FedEx is “making rapid progress in its ongoing transformation while navigating a weak demand environment,” Chief Executive Raj Subramaniam said. “Our earnings exceeded our expectations in the second quarter thanks to the execution and acceleration of our aggressive cost reduction plans.” The company announced an additional $1 billion in savings in fiscal 2023, bringing the total to $3.7 billion. The firm will close offices, stop rural Sunday deliveries and lay off staff in its freight division.

For the full year, FedEx unveiled a new adjusted EPS target of $13 to $14, excluding pension fund swings and costs on cost-cutting measures. Analysts had expected adjusted earnings of $14.14 per share. Investors lowered their expectations in September after FedEx withdrew its annual guidance, posted profit below estimates and pledged to cut costs in the face of declining volumes. FedEx said capital spending for the current fiscal year, which ends at the end of May, is expected to be $5.9 billion, $400 million less than an earlier forecast. “As we look to the second half of our fiscal year, we are accelerating our progress in cost reductions, helping to offset continued weakness in global volumes,” said Chief Financial Officer Michael Lenz.

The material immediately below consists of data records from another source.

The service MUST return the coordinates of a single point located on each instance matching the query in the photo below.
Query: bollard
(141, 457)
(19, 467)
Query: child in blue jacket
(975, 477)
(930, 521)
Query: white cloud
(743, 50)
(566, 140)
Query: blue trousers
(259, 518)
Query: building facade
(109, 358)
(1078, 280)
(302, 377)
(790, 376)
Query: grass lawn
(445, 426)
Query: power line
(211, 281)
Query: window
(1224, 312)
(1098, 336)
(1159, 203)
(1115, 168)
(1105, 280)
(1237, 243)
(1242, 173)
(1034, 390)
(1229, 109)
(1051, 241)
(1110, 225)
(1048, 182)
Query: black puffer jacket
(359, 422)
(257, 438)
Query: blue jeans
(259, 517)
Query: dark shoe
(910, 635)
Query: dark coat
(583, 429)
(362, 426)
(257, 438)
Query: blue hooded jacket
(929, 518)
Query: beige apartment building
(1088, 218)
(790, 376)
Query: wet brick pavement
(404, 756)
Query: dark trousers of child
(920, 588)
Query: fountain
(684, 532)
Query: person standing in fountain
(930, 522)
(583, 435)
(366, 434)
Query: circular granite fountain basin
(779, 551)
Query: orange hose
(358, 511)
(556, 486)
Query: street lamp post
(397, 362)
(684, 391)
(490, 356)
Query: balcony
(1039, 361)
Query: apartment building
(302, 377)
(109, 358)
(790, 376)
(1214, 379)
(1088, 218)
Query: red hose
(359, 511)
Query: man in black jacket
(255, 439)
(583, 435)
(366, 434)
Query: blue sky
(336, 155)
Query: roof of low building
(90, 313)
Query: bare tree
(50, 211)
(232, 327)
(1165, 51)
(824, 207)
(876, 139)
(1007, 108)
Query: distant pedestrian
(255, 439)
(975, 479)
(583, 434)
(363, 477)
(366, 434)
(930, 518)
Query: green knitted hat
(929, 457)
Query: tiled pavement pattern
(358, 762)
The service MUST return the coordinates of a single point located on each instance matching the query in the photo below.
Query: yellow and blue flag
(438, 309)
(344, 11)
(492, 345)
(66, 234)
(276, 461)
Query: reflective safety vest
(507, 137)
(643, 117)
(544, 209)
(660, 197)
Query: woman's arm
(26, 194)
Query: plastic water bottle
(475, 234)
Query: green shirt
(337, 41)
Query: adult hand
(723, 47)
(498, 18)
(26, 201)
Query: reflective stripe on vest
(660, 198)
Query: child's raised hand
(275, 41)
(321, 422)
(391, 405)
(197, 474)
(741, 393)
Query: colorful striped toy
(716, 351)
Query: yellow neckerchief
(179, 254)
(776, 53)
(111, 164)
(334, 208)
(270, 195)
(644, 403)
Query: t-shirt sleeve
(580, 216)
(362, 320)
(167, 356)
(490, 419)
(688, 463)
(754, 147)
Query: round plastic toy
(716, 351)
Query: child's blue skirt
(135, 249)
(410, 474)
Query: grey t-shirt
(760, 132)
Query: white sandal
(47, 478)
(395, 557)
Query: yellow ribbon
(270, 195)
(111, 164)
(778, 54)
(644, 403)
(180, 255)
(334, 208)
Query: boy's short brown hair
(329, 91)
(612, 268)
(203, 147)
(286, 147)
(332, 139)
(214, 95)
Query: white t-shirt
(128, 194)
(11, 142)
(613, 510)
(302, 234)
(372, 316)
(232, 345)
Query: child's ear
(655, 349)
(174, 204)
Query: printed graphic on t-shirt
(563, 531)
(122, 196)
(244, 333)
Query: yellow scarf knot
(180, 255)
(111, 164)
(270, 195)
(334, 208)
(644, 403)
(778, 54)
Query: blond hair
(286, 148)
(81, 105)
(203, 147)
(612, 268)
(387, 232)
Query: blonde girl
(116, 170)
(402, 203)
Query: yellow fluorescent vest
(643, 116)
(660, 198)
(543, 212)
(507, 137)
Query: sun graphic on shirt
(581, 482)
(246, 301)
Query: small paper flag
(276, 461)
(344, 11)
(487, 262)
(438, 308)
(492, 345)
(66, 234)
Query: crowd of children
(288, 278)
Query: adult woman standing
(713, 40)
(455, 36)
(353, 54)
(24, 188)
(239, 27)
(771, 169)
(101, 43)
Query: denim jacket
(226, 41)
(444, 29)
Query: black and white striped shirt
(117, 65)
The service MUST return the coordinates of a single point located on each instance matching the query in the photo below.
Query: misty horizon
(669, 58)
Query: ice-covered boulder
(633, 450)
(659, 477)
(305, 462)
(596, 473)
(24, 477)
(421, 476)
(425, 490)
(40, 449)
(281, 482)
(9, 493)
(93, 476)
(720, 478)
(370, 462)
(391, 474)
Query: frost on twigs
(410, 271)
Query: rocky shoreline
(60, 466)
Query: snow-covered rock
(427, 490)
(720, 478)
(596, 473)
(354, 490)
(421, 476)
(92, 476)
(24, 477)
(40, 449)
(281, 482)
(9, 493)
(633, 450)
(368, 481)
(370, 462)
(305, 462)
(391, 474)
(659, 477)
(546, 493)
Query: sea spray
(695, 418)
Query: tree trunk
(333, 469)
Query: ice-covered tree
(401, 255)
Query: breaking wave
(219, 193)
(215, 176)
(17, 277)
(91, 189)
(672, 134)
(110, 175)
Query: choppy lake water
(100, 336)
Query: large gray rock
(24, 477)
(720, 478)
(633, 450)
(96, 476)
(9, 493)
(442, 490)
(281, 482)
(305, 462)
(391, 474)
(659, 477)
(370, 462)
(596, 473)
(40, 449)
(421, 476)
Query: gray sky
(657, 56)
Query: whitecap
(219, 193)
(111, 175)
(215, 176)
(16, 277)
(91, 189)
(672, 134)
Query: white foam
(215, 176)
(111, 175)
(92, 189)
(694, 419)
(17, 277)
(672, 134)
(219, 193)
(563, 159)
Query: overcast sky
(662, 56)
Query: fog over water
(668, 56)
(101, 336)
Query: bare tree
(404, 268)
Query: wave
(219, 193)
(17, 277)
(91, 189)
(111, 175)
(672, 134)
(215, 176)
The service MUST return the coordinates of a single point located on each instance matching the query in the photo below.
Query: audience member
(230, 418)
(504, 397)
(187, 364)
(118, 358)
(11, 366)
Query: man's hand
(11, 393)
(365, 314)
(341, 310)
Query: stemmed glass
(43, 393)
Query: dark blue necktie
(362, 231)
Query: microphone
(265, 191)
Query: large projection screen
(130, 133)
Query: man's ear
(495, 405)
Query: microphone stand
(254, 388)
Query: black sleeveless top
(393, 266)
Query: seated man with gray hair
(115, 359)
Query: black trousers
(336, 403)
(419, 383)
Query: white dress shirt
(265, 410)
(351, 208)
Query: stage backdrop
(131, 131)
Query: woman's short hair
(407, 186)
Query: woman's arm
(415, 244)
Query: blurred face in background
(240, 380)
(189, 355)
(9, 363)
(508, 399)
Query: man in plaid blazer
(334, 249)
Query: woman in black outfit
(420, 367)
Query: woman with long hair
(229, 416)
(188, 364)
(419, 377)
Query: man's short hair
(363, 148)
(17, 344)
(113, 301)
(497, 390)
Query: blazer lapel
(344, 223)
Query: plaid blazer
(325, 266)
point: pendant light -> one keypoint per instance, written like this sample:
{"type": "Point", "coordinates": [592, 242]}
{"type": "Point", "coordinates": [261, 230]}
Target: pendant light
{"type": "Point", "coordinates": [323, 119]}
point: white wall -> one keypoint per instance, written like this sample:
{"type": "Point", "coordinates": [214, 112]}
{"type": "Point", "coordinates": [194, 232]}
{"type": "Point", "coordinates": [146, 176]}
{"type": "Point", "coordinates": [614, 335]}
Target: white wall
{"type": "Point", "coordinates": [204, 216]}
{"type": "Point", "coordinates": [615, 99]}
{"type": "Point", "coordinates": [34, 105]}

* you are here Wall Street fell more than 8% yesterday, bringing its year-to-date losses to more than 60%. That’s enough to bring the Texan group’s valuation below $500 billion for the first time since November 2020. Management chaos has continued to weigh heavily on Tesla headlines since the Texan group’s acquisition of Twitter for $44 billion, while the one-time SpaceX boss financed the deal by selling billions of shares in the electric car maker. Investors fear that managing the social network has become a distraction for the Tesla boss, a group in which he is personally involved in manufacturing and engineering.

An opinion far from shared by the entrepreneur of South African origin. Yesterday, Elon Musk openly mocked Ross Gerber, CEO of Gerber Kawasaki Wealth Management, after the longtime Tesla investor tweeted about the electric vehicle maker’s lack of leadership and said it was time for a “reshuffle.”

* Broadcom Are among the sights of Brussels. The European Commission has opened an in-depth investigation to assess VMware’s proposed acquisition under the EU Merger Regulation. After a preliminary investigation, the regulator fears that the operation will allow Broadcom to limit competition in the market for the supply of network cards, FC HBAs and storage adapters.

* Rite Aid Climbed in the pre-session despite deep quarterly losses. The group actually posted revenue above analysts’ expectations, helped by accelerated growth in its retail operations. However, the US drugstore chain lowered its forecast for the year due to various headwinds, including significant seasonal markdowns. In the third quarter, the firm posted a loss of $67.14 million, or $1.23 per share, compared with a loss of $36.06 million, or 67 cents per share, a year earlier. Adjusted EPS came in at -$0.14 vs -$0.15 consensus. Revenue reached $6.08 billion, versus the $6.06 billion consensus. In 2023, the group now expects Ebitda of $410 to $440 million, compared to the previous range of $450 to $490 million.